Thursday, July 23, 2009

I finally snuggled a koala and other ill-recorded memories

Koala snuggling (or, basically, "holding") is forbidden in Victoria, unless you're a park ranger, or, at minimum, highly qualified koala reserve volunteer, you're limited to, dare I say, "first base"? I have been all acquirer to have a koala cuddle puddle in the more animal-rights-liberal state of Queensland. We headed up there for our combined scuba trip/modelling conference.

Tom's mom didn't know Tom had already committed to the conference when she bought her ticket to come out and visit us for three weeks, but it worked out well. She got to do some great snorkeling at the Great Barrier Reef and I got some variety in venues to show her around in.

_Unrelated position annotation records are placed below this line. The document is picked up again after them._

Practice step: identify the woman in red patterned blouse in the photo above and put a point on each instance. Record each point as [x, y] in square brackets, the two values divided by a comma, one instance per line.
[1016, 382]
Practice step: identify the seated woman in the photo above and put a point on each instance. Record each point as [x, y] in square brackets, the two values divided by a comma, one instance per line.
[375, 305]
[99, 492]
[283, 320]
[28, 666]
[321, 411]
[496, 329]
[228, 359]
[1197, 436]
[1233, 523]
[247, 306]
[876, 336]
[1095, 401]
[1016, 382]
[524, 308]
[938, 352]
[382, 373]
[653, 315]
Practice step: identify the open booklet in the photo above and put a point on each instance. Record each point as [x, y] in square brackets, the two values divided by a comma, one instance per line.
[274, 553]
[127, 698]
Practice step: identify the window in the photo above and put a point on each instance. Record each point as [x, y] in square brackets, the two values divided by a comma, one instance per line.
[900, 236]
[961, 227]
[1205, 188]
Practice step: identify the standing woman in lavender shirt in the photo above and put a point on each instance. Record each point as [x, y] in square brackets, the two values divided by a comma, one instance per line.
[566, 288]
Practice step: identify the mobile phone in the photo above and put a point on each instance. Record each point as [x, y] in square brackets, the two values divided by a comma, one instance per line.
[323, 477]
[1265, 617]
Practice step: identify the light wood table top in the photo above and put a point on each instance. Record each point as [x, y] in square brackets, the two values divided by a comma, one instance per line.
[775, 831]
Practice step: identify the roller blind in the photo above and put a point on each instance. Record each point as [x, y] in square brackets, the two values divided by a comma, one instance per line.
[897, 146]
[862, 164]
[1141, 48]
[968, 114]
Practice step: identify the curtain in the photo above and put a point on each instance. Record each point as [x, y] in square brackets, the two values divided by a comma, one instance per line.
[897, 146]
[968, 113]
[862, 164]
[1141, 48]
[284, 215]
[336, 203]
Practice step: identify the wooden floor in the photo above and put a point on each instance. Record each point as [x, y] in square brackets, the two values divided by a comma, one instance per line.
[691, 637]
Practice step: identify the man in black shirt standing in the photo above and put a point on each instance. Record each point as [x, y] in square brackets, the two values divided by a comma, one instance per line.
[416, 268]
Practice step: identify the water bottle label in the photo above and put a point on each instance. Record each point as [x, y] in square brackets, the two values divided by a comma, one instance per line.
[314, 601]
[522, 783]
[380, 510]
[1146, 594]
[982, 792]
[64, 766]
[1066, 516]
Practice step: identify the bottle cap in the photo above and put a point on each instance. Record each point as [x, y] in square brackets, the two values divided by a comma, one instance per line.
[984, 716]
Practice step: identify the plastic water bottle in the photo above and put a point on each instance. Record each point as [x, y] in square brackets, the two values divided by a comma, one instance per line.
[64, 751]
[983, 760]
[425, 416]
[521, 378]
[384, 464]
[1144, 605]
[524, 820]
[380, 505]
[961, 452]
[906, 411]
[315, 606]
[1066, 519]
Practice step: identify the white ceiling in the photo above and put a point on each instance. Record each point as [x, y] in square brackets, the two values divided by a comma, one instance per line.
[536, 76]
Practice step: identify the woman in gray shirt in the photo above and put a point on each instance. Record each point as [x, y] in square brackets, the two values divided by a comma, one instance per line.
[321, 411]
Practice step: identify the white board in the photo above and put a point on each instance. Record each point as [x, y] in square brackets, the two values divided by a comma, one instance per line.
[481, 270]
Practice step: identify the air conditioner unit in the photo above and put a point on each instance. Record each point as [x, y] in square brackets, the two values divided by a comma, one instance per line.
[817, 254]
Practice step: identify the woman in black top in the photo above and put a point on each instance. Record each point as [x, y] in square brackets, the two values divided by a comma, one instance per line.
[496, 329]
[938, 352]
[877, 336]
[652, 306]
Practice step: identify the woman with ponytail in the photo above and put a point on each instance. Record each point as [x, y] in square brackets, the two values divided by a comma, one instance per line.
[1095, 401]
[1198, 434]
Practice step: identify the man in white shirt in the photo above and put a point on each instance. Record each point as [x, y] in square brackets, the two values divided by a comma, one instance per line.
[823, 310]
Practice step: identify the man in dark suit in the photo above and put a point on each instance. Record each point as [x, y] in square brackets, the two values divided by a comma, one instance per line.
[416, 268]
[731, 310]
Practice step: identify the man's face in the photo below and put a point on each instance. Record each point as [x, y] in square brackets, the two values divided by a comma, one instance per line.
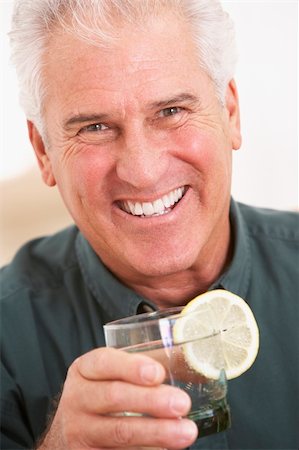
[140, 148]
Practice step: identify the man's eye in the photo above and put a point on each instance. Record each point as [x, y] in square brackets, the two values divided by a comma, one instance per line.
[166, 112]
[95, 127]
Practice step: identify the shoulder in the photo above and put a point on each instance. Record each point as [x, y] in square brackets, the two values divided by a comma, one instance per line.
[39, 263]
[270, 224]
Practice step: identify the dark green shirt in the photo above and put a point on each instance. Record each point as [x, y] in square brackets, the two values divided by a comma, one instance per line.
[56, 295]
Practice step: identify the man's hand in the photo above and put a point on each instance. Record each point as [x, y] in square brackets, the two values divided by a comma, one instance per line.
[104, 383]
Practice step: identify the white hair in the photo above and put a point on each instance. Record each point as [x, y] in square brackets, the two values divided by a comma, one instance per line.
[34, 21]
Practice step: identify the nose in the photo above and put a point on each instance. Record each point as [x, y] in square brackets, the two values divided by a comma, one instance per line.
[142, 160]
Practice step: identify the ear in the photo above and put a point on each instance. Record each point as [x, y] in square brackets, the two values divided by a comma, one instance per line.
[232, 107]
[41, 154]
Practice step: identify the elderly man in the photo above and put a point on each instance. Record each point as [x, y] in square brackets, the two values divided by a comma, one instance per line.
[133, 113]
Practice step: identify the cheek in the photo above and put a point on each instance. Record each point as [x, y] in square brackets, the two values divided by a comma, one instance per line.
[201, 150]
[85, 171]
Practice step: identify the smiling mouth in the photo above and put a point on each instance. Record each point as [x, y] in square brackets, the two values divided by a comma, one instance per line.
[162, 205]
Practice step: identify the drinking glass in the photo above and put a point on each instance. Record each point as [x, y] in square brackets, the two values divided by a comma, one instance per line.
[156, 334]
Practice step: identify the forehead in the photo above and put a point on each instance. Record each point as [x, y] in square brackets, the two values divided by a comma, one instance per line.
[148, 61]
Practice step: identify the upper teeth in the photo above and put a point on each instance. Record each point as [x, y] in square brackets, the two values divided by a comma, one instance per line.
[160, 206]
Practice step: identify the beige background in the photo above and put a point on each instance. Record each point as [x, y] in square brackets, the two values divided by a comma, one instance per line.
[265, 169]
[29, 209]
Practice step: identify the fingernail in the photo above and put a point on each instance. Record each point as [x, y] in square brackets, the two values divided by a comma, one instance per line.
[150, 373]
[180, 403]
[188, 432]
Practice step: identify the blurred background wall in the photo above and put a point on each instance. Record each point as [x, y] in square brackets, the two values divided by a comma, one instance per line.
[265, 169]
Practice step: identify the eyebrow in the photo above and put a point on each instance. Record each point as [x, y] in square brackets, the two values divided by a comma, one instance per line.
[184, 97]
[84, 118]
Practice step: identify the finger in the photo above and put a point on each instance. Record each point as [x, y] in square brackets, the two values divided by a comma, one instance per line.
[110, 397]
[111, 364]
[116, 432]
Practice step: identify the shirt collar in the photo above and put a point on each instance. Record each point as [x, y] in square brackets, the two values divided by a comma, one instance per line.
[117, 300]
[237, 276]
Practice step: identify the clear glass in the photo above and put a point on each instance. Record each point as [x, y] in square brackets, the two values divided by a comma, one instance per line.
[155, 335]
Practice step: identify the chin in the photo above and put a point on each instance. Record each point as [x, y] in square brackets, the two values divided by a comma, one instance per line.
[164, 266]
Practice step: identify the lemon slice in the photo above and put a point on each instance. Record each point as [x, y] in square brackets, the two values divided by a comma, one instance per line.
[223, 316]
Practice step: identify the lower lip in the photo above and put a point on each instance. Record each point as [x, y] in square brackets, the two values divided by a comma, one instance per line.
[170, 215]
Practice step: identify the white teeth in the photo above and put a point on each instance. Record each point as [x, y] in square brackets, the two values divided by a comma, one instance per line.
[138, 209]
[158, 207]
[148, 209]
[166, 201]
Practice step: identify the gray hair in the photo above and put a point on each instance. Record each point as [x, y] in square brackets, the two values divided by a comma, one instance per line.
[94, 20]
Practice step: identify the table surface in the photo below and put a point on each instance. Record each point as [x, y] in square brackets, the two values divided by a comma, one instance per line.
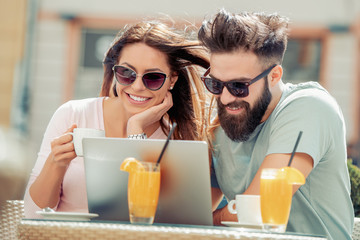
[51, 229]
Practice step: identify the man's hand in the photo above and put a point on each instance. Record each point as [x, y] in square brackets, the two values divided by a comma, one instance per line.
[223, 215]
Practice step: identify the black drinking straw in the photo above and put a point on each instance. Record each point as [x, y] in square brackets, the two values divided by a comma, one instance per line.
[293, 153]
[166, 143]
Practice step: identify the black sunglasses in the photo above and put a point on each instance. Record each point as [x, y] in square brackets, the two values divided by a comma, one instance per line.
[126, 76]
[235, 87]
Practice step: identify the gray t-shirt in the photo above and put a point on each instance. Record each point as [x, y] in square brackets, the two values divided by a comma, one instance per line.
[323, 205]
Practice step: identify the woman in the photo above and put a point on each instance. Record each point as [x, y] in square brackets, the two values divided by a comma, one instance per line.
[151, 80]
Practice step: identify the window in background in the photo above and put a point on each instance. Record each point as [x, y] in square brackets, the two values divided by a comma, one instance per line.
[94, 44]
[302, 60]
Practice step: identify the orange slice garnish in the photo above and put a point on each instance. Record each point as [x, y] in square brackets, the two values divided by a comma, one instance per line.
[292, 175]
[131, 165]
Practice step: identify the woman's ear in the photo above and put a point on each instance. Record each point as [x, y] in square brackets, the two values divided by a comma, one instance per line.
[173, 80]
[275, 75]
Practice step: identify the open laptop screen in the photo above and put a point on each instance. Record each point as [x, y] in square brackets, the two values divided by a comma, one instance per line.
[185, 196]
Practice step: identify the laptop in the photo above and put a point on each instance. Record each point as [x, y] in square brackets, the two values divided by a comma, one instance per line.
[185, 195]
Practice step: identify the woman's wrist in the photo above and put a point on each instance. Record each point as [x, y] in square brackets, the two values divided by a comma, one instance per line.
[138, 136]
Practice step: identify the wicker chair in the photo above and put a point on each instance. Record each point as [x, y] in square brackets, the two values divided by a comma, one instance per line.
[11, 212]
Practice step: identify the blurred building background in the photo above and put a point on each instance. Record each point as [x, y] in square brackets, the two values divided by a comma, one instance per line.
[51, 52]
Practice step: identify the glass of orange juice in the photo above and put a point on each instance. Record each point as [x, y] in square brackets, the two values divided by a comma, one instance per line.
[143, 190]
[275, 196]
[275, 200]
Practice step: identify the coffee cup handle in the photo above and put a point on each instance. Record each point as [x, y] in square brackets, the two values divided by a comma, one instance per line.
[231, 207]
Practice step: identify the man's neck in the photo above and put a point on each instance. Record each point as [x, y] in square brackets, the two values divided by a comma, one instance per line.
[276, 96]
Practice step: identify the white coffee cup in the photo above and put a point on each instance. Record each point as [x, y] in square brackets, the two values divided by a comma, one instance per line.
[80, 133]
[247, 208]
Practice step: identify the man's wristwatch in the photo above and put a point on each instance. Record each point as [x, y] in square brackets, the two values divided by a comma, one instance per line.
[138, 136]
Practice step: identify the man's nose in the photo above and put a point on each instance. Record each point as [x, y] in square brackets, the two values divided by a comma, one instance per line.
[226, 97]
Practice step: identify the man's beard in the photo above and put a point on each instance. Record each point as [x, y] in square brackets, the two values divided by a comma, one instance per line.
[239, 127]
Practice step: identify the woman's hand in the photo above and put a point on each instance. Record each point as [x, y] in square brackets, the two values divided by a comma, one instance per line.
[138, 123]
[62, 149]
[46, 189]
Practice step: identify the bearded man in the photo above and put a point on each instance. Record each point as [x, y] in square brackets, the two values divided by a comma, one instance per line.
[260, 117]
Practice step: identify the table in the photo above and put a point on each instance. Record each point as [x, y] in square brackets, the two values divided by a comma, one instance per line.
[51, 229]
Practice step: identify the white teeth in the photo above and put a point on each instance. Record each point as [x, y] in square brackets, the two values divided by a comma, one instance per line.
[234, 108]
[139, 99]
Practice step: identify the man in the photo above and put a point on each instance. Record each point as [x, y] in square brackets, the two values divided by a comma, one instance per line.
[261, 117]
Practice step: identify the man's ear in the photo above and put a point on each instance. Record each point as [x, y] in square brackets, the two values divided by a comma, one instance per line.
[275, 75]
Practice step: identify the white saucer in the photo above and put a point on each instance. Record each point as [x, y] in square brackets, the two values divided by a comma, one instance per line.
[73, 216]
[241, 225]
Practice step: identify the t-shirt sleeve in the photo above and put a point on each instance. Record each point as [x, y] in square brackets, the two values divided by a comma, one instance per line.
[317, 115]
[213, 179]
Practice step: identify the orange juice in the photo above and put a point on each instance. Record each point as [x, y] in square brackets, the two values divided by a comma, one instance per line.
[143, 193]
[275, 199]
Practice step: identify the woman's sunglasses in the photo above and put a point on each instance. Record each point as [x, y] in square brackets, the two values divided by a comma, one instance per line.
[235, 87]
[126, 76]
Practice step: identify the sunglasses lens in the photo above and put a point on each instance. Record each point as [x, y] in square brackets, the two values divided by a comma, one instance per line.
[154, 81]
[124, 75]
[238, 89]
[214, 86]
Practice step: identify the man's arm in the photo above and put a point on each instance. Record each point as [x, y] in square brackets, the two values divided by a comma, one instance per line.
[301, 161]
[216, 197]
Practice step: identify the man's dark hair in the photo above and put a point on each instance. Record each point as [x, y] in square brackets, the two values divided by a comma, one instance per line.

One thing we have occasionally noticed is a psychic clash that can easily ensue between either 1) enjoying an experience or 2) adequately capturing it on film. Rarely do we find we are able to do both. For example, one bed and breakfast we stayed at in Mission Beach (just south of Cairns) is famous for its local Cassowary birds. When Mick and Sue, the hosts of the lodge, called us up from our rubber lobster search (a miniature treasure hunt through the rain forest, just behind their lodge), we had the treat of a lifetime to hand feed a female Cassowary, while her man-o-the-season was back sitting on the eggs. Male Cassowaries are smaller and less colorful, by the way, so we lucked out by meeting her. Of course my response was, "Honey, you are so much better at getting good shots with the camera, HERE!" (toss).

Later, when we were talking over highlights of the trip, Tom didn't remember much about the Cassowary...."I was kind of preoccupied trying to get pictures of it and it didn't really make much of an impression on me". This, a bird with a bright blue head which has a giant elephant toenail sticking out of it, not memorable?

Another phenomenon: when I reviewed images from the trip, including those his mom took, many of them smacked vaguely of the expressions I've seen Tom where through history, particularly between ages 9 and 23, where he only seemed to be able to muster the "I don't want a picture taken" look. It all kinda reminds me of one of my favorite websites, "Awkward Family Photos"...

For example, check out this gorgeous, yet camera avoidant teen:

Ruth and I visited an animal sanctuary while Tom was at his conference one day. For the low, low price of $20, I got to hold a koala and have a professional 8.5" x 11" photo taken. It all happened quite quickly and felt awkward. None of the intimacy I'd dreamt of for my first time. You know, in holding a koala. The ranger arranged me in a position, placed the marsupial and I was told to smile. My hair was in my face in an awkward way ("It looks like she has a giant birthmark on her face - her husband isn't going to like that photo at all!" - Ruth). The animal had a horrible musky smell that I adopted myself for the remainder of the day. We paid to have the photo retaken as Ruth dressed them down for the poor photography skills, but I was a bit traumatized by the whole encounter by that point.

It's funny, often photos don't do justice to what a glorious experience we actually had. Sometimes the act of recording the experience, or being the subject of someone else's desire to record it, changes the experience for the worse or even steals it altogether.

Sometimes it's the crappy memories that resonate the loudest some time later. At some point they stop being crappy memories and morph into good memories of crappish stuff that happened.

There's a lot of that in sailing as I remember...relatively few recollections of serene 73 degree days with easy jibes and calm waters...lots more running aground. Yet now it's easy to laugh when talking about it. As much as I treasure photographs as a valid record, in a way they aren't as objective as they seem. Maybe it's better to sometimes only capture the memories in our own minds and let our perceptions of events evolve over time?